Aku duduk sambil mendudukan Alam dipahaku. Sesekali mencubit pipinya hingga membuatnya kesal. Sungguh gemas sekali. Seperti mainan yang saat ini sudah tidak tenar beberapa waktu lalu, squishy.
"Suamimu udah mulai terbang lagi?" Tanya Ayah. Aku mengangguk. "Sebulan malahan ini." Ucapku. Kak Rona membulatkan matanya. "Sumpah sebulan? Lama banget anjir!" Seru Kak Rona heboh. Membuat ayah menatap putri sulungnya dengan tajam. "Jangan ngomong kasar. Ada anakmu disini." Kak Rona tampak menggaruk belakang lehernya yang tak terasa gatal.
"Tapi, serius itu lama banget." Sebulan menurutku sudah yang paling cepat untuk penerbangan internasional. Karena, Aska pernah bercerita jika terkadang dia bisa pergi sama tiga hingga empat bulan untuk bekerja.

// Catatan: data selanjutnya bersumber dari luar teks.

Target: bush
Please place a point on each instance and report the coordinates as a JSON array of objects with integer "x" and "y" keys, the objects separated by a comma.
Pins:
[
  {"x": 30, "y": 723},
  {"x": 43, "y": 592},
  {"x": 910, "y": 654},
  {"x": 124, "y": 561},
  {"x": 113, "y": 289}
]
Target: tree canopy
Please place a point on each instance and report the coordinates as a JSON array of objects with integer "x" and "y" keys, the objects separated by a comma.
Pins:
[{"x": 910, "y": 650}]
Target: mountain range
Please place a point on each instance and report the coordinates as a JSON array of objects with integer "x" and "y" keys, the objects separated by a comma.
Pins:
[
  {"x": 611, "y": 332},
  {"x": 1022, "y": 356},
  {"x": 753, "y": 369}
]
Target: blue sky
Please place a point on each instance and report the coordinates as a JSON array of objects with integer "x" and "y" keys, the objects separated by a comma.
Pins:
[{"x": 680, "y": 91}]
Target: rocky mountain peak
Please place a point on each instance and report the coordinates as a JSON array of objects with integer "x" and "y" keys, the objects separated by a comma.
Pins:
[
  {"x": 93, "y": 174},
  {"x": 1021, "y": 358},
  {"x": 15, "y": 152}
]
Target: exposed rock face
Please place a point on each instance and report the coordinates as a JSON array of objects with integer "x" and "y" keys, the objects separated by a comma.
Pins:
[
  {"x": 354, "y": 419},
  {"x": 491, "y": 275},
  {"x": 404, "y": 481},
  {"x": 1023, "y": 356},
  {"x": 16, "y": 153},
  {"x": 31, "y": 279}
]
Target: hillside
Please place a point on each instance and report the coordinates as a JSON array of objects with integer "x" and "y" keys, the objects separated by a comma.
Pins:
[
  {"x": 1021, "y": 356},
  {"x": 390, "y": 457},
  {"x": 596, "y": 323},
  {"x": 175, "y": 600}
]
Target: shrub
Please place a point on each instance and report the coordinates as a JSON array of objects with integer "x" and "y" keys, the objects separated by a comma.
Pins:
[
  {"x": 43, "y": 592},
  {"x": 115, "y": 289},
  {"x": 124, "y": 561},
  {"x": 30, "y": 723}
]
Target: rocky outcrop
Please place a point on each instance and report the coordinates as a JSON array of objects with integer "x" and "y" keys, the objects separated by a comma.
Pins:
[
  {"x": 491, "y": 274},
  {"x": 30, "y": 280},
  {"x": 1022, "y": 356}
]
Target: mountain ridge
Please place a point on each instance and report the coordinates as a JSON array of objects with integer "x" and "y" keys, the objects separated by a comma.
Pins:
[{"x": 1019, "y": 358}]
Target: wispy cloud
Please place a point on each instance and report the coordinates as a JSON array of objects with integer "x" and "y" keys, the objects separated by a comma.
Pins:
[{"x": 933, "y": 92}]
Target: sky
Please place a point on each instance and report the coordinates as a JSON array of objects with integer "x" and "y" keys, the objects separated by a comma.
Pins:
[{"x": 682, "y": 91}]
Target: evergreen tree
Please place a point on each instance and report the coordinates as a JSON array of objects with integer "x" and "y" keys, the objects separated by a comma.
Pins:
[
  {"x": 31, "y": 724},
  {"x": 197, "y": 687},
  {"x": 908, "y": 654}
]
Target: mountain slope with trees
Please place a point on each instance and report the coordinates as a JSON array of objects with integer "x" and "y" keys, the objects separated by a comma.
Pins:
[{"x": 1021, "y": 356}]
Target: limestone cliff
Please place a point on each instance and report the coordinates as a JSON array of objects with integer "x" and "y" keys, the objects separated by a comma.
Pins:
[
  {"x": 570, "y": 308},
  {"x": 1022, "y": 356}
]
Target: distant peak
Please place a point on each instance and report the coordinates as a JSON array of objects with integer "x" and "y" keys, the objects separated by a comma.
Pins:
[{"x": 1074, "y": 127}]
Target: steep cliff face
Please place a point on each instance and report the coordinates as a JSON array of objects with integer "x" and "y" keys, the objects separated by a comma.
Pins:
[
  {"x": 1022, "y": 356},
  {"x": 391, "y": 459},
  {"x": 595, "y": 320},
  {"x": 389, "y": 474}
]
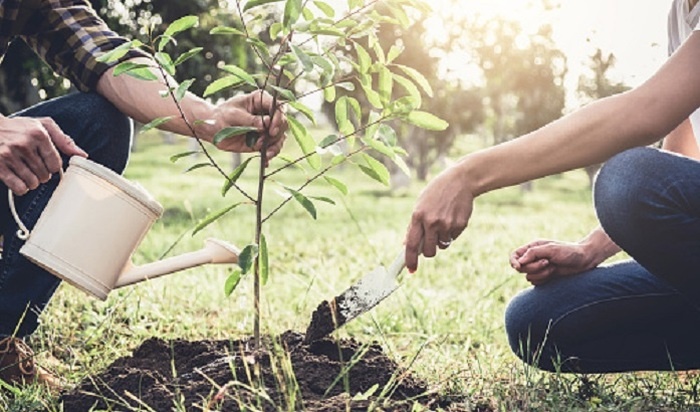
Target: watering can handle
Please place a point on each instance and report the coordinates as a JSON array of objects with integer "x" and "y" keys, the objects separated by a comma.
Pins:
[{"x": 23, "y": 232}]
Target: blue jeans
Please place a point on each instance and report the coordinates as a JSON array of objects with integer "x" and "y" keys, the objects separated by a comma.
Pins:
[
  {"x": 641, "y": 314},
  {"x": 105, "y": 134}
]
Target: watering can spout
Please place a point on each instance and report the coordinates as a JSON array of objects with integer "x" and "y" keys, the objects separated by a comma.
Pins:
[{"x": 214, "y": 251}]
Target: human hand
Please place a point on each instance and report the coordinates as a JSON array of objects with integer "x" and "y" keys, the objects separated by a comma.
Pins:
[
  {"x": 543, "y": 260},
  {"x": 440, "y": 215},
  {"x": 255, "y": 110},
  {"x": 29, "y": 151}
]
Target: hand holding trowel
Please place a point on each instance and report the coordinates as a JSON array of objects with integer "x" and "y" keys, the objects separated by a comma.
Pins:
[{"x": 356, "y": 300}]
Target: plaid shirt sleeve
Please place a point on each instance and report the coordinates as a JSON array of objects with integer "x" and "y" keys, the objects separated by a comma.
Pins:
[{"x": 70, "y": 37}]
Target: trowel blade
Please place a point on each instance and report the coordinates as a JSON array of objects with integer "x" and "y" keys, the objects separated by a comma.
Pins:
[{"x": 374, "y": 287}]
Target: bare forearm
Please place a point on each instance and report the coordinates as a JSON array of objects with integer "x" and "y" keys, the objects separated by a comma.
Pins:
[
  {"x": 142, "y": 101},
  {"x": 682, "y": 140}
]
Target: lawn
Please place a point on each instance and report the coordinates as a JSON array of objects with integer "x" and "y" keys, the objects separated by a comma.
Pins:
[{"x": 447, "y": 318}]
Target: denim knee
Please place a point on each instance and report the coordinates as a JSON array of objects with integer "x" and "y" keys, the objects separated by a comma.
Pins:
[
  {"x": 108, "y": 137},
  {"x": 622, "y": 191},
  {"x": 526, "y": 327}
]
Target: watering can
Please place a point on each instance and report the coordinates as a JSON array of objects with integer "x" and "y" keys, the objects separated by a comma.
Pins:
[{"x": 91, "y": 227}]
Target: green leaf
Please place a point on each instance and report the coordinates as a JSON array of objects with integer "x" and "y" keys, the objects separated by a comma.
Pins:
[
  {"x": 363, "y": 59},
  {"x": 375, "y": 169},
  {"x": 304, "y": 201},
  {"x": 225, "y": 30},
  {"x": 349, "y": 86},
  {"x": 255, "y": 3},
  {"x": 187, "y": 55},
  {"x": 305, "y": 142},
  {"x": 247, "y": 257},
  {"x": 342, "y": 188},
  {"x": 234, "y": 176},
  {"x": 197, "y": 166},
  {"x": 394, "y": 52},
  {"x": 164, "y": 40},
  {"x": 292, "y": 10},
  {"x": 221, "y": 84},
  {"x": 212, "y": 217},
  {"x": 240, "y": 73},
  {"x": 356, "y": 108},
  {"x": 325, "y": 8},
  {"x": 263, "y": 260},
  {"x": 417, "y": 77},
  {"x": 329, "y": 93},
  {"x": 372, "y": 96},
  {"x": 323, "y": 199},
  {"x": 181, "y": 24},
  {"x": 341, "y": 116},
  {"x": 232, "y": 282},
  {"x": 166, "y": 62},
  {"x": 385, "y": 85},
  {"x": 387, "y": 135},
  {"x": 303, "y": 58},
  {"x": 305, "y": 110},
  {"x": 175, "y": 158},
  {"x": 181, "y": 90},
  {"x": 116, "y": 53},
  {"x": 127, "y": 66},
  {"x": 411, "y": 88},
  {"x": 154, "y": 123},
  {"x": 378, "y": 51},
  {"x": 275, "y": 30},
  {"x": 355, "y": 3},
  {"x": 327, "y": 31},
  {"x": 286, "y": 94},
  {"x": 426, "y": 121},
  {"x": 143, "y": 73},
  {"x": 232, "y": 131}
]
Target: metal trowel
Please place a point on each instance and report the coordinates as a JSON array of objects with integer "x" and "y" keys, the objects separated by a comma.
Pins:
[{"x": 356, "y": 300}]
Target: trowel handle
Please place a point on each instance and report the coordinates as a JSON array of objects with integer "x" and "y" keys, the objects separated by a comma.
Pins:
[
  {"x": 22, "y": 232},
  {"x": 398, "y": 264}
]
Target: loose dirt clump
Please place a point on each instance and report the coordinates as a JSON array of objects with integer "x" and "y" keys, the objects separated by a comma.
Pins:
[{"x": 227, "y": 375}]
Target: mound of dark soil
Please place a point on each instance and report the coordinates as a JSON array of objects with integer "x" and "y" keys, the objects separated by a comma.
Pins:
[{"x": 228, "y": 376}]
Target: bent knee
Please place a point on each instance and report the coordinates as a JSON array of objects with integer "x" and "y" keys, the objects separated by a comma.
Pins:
[{"x": 526, "y": 326}]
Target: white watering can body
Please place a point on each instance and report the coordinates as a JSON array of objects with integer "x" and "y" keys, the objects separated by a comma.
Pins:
[{"x": 91, "y": 227}]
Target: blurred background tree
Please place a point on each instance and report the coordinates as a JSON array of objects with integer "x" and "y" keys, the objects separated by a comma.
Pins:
[
  {"x": 510, "y": 82},
  {"x": 596, "y": 85}
]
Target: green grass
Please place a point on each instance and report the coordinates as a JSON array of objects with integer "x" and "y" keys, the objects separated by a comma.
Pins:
[{"x": 448, "y": 316}]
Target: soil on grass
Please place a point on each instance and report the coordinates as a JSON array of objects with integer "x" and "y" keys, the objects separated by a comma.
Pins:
[{"x": 225, "y": 375}]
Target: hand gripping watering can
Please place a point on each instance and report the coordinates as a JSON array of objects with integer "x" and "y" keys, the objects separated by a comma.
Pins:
[{"x": 91, "y": 226}]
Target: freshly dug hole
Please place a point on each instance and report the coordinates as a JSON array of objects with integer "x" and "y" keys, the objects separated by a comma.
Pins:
[{"x": 217, "y": 375}]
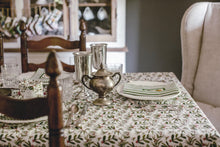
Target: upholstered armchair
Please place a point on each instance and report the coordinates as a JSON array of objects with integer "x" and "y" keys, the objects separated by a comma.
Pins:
[{"x": 200, "y": 40}]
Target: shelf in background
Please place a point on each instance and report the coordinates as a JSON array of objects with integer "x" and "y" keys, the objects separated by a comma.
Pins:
[{"x": 94, "y": 4}]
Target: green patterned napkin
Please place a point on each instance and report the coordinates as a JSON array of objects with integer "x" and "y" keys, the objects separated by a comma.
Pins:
[{"x": 148, "y": 90}]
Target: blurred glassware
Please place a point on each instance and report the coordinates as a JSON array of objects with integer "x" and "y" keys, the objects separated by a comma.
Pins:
[
  {"x": 88, "y": 14},
  {"x": 99, "y": 52},
  {"x": 102, "y": 14}
]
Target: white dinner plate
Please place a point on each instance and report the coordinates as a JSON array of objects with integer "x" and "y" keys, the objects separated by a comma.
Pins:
[{"x": 120, "y": 90}]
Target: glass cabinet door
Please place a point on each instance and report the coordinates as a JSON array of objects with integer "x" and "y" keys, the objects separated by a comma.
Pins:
[{"x": 100, "y": 17}]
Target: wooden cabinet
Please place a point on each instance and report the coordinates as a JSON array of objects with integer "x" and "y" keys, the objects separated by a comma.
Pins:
[
  {"x": 61, "y": 17},
  {"x": 105, "y": 22},
  {"x": 100, "y": 16}
]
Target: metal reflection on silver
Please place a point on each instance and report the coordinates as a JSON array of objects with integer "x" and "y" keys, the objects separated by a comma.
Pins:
[
  {"x": 83, "y": 64},
  {"x": 99, "y": 52}
]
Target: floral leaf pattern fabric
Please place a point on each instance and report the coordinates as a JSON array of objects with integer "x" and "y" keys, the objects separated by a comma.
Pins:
[{"x": 126, "y": 122}]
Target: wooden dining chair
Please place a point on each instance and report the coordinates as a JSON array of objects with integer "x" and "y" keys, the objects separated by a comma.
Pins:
[
  {"x": 1, "y": 50},
  {"x": 46, "y": 43},
  {"x": 38, "y": 107}
]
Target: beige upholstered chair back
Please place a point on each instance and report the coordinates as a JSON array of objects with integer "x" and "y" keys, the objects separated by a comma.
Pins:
[{"x": 200, "y": 38}]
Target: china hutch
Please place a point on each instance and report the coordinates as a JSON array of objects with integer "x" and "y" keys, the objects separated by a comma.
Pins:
[{"x": 105, "y": 20}]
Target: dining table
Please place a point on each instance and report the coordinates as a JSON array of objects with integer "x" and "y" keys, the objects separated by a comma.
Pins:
[{"x": 126, "y": 122}]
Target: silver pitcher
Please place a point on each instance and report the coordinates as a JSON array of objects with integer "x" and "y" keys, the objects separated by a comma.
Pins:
[
  {"x": 99, "y": 52},
  {"x": 101, "y": 82},
  {"x": 83, "y": 64}
]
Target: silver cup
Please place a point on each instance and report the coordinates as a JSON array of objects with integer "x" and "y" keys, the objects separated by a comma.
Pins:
[
  {"x": 83, "y": 64},
  {"x": 99, "y": 52}
]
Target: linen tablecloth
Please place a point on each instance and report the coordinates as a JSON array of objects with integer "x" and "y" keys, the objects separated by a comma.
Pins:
[{"x": 126, "y": 122}]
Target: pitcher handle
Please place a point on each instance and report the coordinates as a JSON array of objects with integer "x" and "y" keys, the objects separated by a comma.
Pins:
[
  {"x": 117, "y": 73},
  {"x": 83, "y": 79}
]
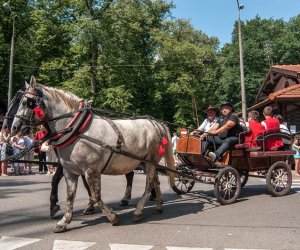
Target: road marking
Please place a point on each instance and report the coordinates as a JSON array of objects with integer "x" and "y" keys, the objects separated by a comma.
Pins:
[
  {"x": 129, "y": 247},
  {"x": 188, "y": 248},
  {"x": 244, "y": 249},
  {"x": 10, "y": 243},
  {"x": 67, "y": 244}
]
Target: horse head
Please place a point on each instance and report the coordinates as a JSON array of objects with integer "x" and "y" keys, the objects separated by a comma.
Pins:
[
  {"x": 13, "y": 108},
  {"x": 23, "y": 107}
]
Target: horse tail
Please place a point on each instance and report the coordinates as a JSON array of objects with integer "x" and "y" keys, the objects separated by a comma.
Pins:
[{"x": 169, "y": 155}]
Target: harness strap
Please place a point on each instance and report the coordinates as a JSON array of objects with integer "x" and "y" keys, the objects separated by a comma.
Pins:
[{"x": 120, "y": 139}]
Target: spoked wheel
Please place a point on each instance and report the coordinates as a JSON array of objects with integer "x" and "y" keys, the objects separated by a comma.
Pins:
[
  {"x": 279, "y": 179},
  {"x": 227, "y": 185},
  {"x": 183, "y": 185},
  {"x": 244, "y": 175}
]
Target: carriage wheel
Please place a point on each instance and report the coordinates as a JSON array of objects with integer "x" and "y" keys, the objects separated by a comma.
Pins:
[
  {"x": 244, "y": 175},
  {"x": 183, "y": 185},
  {"x": 279, "y": 179},
  {"x": 227, "y": 185}
]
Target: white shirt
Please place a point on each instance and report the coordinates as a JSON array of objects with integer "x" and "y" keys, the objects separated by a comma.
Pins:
[
  {"x": 174, "y": 141},
  {"x": 207, "y": 124}
]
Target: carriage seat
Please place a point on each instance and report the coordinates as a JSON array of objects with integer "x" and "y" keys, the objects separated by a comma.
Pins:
[
  {"x": 267, "y": 135},
  {"x": 242, "y": 143}
]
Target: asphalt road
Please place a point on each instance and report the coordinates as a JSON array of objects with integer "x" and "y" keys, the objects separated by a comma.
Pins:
[{"x": 192, "y": 221}]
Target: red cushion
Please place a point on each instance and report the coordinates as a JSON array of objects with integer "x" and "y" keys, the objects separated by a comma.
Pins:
[{"x": 241, "y": 146}]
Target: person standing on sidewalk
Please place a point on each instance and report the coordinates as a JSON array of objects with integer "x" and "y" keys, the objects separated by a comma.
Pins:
[
  {"x": 29, "y": 140},
  {"x": 4, "y": 143},
  {"x": 42, "y": 155}
]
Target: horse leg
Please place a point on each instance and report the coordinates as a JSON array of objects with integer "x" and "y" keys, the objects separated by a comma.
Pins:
[
  {"x": 156, "y": 190},
  {"x": 54, "y": 208},
  {"x": 90, "y": 209},
  {"x": 71, "y": 181},
  {"x": 150, "y": 172},
  {"x": 127, "y": 196},
  {"x": 94, "y": 180}
]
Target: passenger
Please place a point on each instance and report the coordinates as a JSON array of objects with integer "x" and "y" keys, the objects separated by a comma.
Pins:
[
  {"x": 211, "y": 122},
  {"x": 256, "y": 129},
  {"x": 227, "y": 132},
  {"x": 271, "y": 125},
  {"x": 244, "y": 126},
  {"x": 284, "y": 129}
]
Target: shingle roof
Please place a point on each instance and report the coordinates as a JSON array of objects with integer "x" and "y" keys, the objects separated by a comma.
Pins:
[
  {"x": 295, "y": 68},
  {"x": 292, "y": 92},
  {"x": 289, "y": 93}
]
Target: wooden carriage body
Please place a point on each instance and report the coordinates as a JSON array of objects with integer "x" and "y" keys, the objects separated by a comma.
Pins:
[{"x": 189, "y": 149}]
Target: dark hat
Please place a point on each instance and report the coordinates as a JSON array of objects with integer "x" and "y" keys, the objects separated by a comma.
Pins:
[
  {"x": 227, "y": 104},
  {"x": 211, "y": 107}
]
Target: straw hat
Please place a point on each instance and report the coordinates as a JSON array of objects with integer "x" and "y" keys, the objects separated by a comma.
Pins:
[{"x": 211, "y": 107}]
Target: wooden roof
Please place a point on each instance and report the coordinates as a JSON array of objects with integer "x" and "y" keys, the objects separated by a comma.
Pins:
[
  {"x": 279, "y": 77},
  {"x": 281, "y": 84}
]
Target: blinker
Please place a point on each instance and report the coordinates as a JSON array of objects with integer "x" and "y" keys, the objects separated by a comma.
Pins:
[{"x": 31, "y": 103}]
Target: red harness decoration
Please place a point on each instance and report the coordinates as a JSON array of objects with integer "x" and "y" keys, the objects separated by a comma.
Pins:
[
  {"x": 80, "y": 130},
  {"x": 39, "y": 113},
  {"x": 164, "y": 142}
]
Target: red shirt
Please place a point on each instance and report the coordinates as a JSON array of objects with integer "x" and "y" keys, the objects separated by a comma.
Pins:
[
  {"x": 39, "y": 113},
  {"x": 40, "y": 135},
  {"x": 272, "y": 125},
  {"x": 256, "y": 129}
]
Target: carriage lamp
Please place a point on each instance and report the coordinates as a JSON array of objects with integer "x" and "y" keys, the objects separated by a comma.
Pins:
[
  {"x": 12, "y": 45},
  {"x": 243, "y": 92}
]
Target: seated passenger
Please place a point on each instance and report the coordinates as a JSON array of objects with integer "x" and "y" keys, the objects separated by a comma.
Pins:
[
  {"x": 271, "y": 125},
  {"x": 226, "y": 134},
  {"x": 256, "y": 129},
  {"x": 284, "y": 129},
  {"x": 211, "y": 122}
]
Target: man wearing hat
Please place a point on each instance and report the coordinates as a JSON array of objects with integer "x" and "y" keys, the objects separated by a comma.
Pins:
[
  {"x": 227, "y": 133},
  {"x": 211, "y": 122}
]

"Kalau buat penerbangan internasional. Itu cepet, Kak. Aska bilang kadang nanti bisa juga tiga sampe empat bulan." Kak Rona kembali membulatkan mata. "Itu serius? Nggak pulang selama itu?" Aku mengangguk . "Kok Lo betah sih, Sa. Gue kalo jadi Lo bakalan ngerengek kangen, sih." Aku tersenyum kecut. Ya, itu kalau pernikahan normal. Tapi, pernikahanku kan tidak normal.
"Aska baik, kan? Dia nggak nyakitin kamu?" Tanya Ayah dengan nada sedikit khawatir. Bagaimanapun, aku dan Aska terlalu cepat untuk menikah. Wajar rasanya jika beliau merasa khawatir dengan putrinya.
"Aku bahagia nikah sama Aska." Ucapku sambil tersenyum.
"Heh, anak ibu dateng pada nggak bilang-bilang." Ibuku sudah datang dengan membawa dua papper bag yang ntah apa isinya. "Aku pikir ibu di rumah aja. Taunya main demo-demo'an ditempat Bu RT." Ibuku tertawa. "Bosen nggak tau mau ngapain. Kalau ikut demo masak pulangnya dapet bingkisan. Seminggu lalu ikut demo make up pulang bawa make up." Aku tertawa.
Ibuku meletakan bingkisannya diatas meja. Mendekat ke arahku. "Gimana rasanya jadi istri? Enak?" Aku tesenyum. "Enak. Aska baik." Ibuku tersenyum puas. "Ibu sudah ngira kalau Aska itu baik."
"Sa, cita-citamu tercapai, dong." Ucap Kakakku sembari menaik turunkan alisnya kepadaku. "Cita-cita yang mana ini?" Tanyaku pada Kak Rona. "Cita-cita jadi istri orang kaya." Aku membulatkan kedua mataku. Kemudian, tertawa dengan cukup kencang.
"Astaga! Aku berasa lagi jadi pemeran di FTV ikan terbang lho, Kak." Kak Rona tertawa. "Yaudah, sih. Yang penting nggak jadi pemeran di serial Suara Hati Istri, aja. Soalnya wajahmu nggak cocok hidup dengan penuh drama." Aku tersenyum kecut mendengarnya.